The Small Glories – Oct. 11, The Rogue Folk Club, Vancouver
It’s hard for me to imagine how anyone could not love The Small Glories. Even harder to imagine is seeing them live and not falling head over heels for the powerhouse/high-energy duo that is Cara Luft and J.D. Edwards. The musicianship, the songs, the stage banter, and most of all, the sound of their two voices together is undeniably entertaining. Although not siblings or romantic partners, they’ve got that “rub” (as my friend and colleague Wendy Waldman calls it) that duos like The Everly Brothers or The Civil Wars had. The variety of vocal possibilities is endless with these two: Cara solo, J.D. solo, Cara harmonizing above J.D. and sometimes under (and often many of these varieties in one song), and when they join into a unison, it’s a “togetherness” you can actually feel. They each have different vocal styles (melismas, slides, dynamic approaches), but that only adds to the magic of their harmonies.

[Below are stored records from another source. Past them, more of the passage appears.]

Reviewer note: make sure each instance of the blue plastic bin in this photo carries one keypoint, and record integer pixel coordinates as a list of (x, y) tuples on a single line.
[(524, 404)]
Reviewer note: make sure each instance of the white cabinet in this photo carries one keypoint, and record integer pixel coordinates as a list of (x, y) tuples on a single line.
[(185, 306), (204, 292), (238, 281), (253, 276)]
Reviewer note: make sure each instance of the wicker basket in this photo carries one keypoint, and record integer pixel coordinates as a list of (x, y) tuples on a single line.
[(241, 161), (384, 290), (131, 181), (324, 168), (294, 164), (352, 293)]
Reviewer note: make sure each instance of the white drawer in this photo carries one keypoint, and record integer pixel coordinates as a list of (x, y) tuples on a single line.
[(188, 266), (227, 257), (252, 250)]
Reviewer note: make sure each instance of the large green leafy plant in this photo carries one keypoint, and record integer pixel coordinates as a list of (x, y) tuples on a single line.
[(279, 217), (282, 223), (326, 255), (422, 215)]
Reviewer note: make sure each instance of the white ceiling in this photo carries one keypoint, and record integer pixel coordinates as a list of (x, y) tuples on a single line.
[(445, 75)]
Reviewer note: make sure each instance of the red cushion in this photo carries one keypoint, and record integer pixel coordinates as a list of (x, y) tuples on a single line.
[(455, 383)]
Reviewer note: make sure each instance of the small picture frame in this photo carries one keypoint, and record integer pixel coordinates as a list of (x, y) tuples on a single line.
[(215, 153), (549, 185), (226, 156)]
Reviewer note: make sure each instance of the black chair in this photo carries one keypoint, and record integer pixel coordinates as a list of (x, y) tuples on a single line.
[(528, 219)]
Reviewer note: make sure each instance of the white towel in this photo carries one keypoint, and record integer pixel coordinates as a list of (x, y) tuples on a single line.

The first set was mainly songs from their latest album, Assiniboine (“a-sinna- boyne”) & the Red (two rivers in western Canada), a collection of 10 songs written at a songwriting retreat where they collaborated with James Keelahaghan, Catherine MacLellan, Lynn Miles and others. The second set included a variety of new and older songs from previous albums, Wondrous Traveler, covers and more. Cara plays clawhammer banjo and guitar in a “seemingly” basic manner, but the subtleties she adds can only come from a musician who is completely in charge of her instruments. J.D. pays guitar and harmonica and is equally as proficient. The combinations of different instruments also add to the variety of sounds a duo is usually capable of. Their sound is Appalachian meets contemporary singer-songwriter, traditional sounding but with unexpected chords and melodies. It would be difficult to single out specific songs because frankly, they were all great. A personal favorite was an older song of theirs, “You’re No Friend of Mine” (from their debut EP). Other audience favorites were “Johnson Slide,” “Pieces of Me,” a great cover of the Zeppelin/Bert Jansch “Black Waterside,” “Alberta” (a ballad that turns into a hoe-down), “Time Wanders On” (more instrumental solos please!) and the encore, “Way Over Yonder in a Minor Key.”
Do they talk a lot between songs? Some might say yes. Did I mention they are funny as hell? Personally, if I’m laughing, they can talk all they want. After all, they played around 16 songs so there was plenty of music. And these days, I’ll take any opportunity to spend a few hours in the company of great music and stories. It’s obvious this band has been offering audiences exactly this hundreds of times. Rock on Small Glories!